It has been holidays and our town is strangely quiet, at least where we live. As everybody moved to the beaches, we preferred to stay or walk in the vicinity. Now that all the presents were delivered, we start to think about goodbyes and new arrivals.
I confess that I feel shocked with poverty and dirty streets when I cross this town by car. There are things really revolting like the selling of big chunks of meat on a busy, filth corner, flies everywhere, people and cars passing by. I must say that I have to turn my face away for the sake of my sensitive stomach.
Yet, in general, over the last years, I developed the capacity to look around with tolerance, kindness and even humor. Who would guess, for instance, how skilful poverty is? It’s enough to see what people do to maintain things working. When I saw some photos of improvised chairs used by security workers, here called guardas, I laughed like a possessed. Even knowing perfectly well the situation is real and common, to see it pictured is almost like a form of art. A statement. A vision. I had to react. The fact that I laughed doesn’t mean I find poverty funny. For sure no. I laughed for the humor, for the pleasure of the photographer who discovered the chairs and took the pictures, and why not say the pleasure of the people enjoying a daily seat obtained with such skilfulness?
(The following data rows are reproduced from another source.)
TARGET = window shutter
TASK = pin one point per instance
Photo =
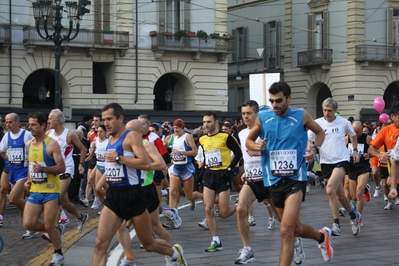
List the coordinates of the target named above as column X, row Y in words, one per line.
column 310, row 32
column 278, row 46
column 234, row 45
column 325, row 30
column 389, row 26
column 266, row 53
column 245, row 42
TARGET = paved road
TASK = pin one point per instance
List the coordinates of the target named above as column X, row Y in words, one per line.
column 377, row 243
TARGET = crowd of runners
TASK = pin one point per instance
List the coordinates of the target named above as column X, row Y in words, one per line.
column 130, row 166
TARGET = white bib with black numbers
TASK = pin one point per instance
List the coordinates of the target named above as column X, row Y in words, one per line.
column 283, row 162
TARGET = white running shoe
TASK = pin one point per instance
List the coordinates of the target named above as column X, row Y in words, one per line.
column 29, row 234
column 203, row 224
column 245, row 257
column 96, row 204
column 299, row 253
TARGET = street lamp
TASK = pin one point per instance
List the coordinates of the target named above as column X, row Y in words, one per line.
column 168, row 97
column 41, row 10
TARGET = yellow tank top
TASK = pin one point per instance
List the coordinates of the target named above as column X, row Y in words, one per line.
column 217, row 154
column 42, row 182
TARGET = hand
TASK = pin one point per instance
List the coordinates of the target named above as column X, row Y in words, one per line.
column 393, row 194
column 37, row 168
column 27, row 185
column 81, row 169
column 356, row 157
column 110, row 155
column 261, row 144
column 310, row 155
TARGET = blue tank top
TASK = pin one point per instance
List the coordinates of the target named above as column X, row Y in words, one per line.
column 120, row 175
column 16, row 152
column 286, row 144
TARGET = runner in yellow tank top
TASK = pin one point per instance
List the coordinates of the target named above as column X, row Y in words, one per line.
column 45, row 164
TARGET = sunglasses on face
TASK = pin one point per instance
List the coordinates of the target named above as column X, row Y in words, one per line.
column 279, row 100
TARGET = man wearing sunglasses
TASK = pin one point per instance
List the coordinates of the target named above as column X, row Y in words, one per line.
column 285, row 150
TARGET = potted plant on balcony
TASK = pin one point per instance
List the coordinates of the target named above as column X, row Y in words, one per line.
column 202, row 34
column 181, row 33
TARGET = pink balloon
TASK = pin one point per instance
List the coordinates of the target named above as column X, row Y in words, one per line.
column 379, row 104
column 383, row 118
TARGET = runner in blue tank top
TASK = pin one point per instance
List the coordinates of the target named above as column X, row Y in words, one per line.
column 285, row 150
column 124, row 158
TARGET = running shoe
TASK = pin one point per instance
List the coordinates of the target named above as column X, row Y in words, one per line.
column 57, row 260
column 192, row 204
column 326, row 249
column 180, row 258
column 360, row 221
column 353, row 205
column 271, row 224
column 84, row 202
column 336, row 229
column 251, row 221
column 355, row 224
column 215, row 246
column 29, row 234
column 377, row 192
column 96, row 204
column 203, row 224
column 126, row 262
column 1, row 244
column 367, row 194
column 82, row 221
column 64, row 220
column 342, row 212
column 246, row 256
column 389, row 206
column 299, row 253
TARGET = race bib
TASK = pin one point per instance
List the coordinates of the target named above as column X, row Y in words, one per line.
column 253, row 170
column 16, row 156
column 283, row 162
column 213, row 159
column 179, row 159
column 37, row 178
column 114, row 173
column 360, row 148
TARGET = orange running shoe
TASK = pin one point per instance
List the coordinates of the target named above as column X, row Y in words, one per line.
column 326, row 249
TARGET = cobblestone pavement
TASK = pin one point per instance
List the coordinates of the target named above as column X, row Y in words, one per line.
column 375, row 245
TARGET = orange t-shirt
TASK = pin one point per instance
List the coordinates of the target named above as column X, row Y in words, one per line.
column 387, row 137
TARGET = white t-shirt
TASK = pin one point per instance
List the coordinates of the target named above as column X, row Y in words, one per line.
column 4, row 141
column 252, row 164
column 333, row 150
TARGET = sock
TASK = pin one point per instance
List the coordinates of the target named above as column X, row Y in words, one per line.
column 175, row 255
column 248, row 248
column 216, row 238
column 321, row 238
column 129, row 256
column 59, row 251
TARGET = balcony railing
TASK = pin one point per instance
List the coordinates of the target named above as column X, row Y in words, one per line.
column 380, row 53
column 4, row 33
column 315, row 57
column 191, row 44
column 85, row 38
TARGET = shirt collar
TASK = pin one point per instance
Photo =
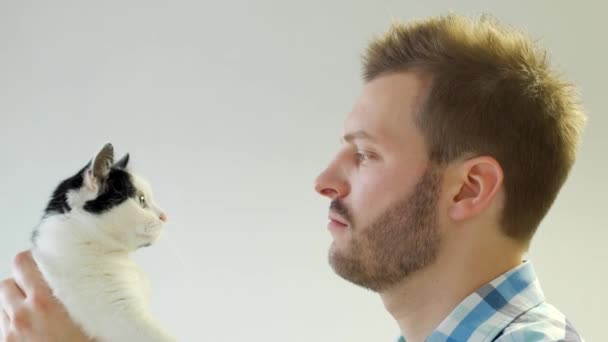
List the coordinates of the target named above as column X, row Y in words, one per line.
column 486, row 312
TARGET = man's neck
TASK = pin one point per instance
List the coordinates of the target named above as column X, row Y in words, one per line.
column 423, row 300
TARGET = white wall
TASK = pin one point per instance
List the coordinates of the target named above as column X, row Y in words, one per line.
column 230, row 109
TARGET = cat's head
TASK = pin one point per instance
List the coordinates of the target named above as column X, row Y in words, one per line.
column 117, row 201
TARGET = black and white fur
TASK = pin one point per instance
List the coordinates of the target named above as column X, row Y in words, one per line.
column 91, row 224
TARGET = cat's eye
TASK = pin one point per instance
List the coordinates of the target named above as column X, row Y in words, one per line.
column 142, row 201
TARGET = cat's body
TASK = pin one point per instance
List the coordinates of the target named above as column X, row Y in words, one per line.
column 82, row 245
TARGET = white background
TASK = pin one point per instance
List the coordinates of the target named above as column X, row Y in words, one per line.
column 230, row 109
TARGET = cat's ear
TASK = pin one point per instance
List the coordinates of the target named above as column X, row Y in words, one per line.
column 122, row 163
column 103, row 162
column 97, row 171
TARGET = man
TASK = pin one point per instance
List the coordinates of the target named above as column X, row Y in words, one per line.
column 452, row 155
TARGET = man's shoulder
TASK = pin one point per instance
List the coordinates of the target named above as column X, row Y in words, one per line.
column 541, row 323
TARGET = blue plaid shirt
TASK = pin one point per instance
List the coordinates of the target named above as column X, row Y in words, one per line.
column 511, row 308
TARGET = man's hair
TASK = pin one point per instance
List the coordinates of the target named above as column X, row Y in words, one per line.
column 493, row 93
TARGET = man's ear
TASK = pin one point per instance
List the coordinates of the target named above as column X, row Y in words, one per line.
column 475, row 183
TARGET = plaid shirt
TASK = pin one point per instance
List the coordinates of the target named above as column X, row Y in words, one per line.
column 511, row 308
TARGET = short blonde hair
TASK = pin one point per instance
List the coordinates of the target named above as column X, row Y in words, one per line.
column 493, row 93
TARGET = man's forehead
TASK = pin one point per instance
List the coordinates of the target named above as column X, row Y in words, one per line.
column 387, row 106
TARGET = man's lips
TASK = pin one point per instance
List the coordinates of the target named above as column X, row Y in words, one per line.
column 337, row 221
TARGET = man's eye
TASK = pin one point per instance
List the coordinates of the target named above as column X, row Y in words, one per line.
column 142, row 201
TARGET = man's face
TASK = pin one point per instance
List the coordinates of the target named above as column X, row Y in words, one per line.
column 384, row 192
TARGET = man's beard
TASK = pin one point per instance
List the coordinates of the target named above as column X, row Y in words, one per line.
column 404, row 239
Because these extreme unusual situations happen when less expected, I concluded that I should always carry a camera with me. Well, this time of the year it might be wiser to leave it at home. Thanks to factor security I lost a couple of “good” shots such as the “Pink Floyd I”, a public transport mini bus called chapa. Now I can say for sure – without showing it – that there are two Pink Floyd busy chapas crossing this town.
I lost another unforgettable picture of a drunken man at a barraca (street bar), inclined towards a bazooka (2 liter beer bottle), wearing an orange worn out T-shirt with these words on the back: fitness consultant!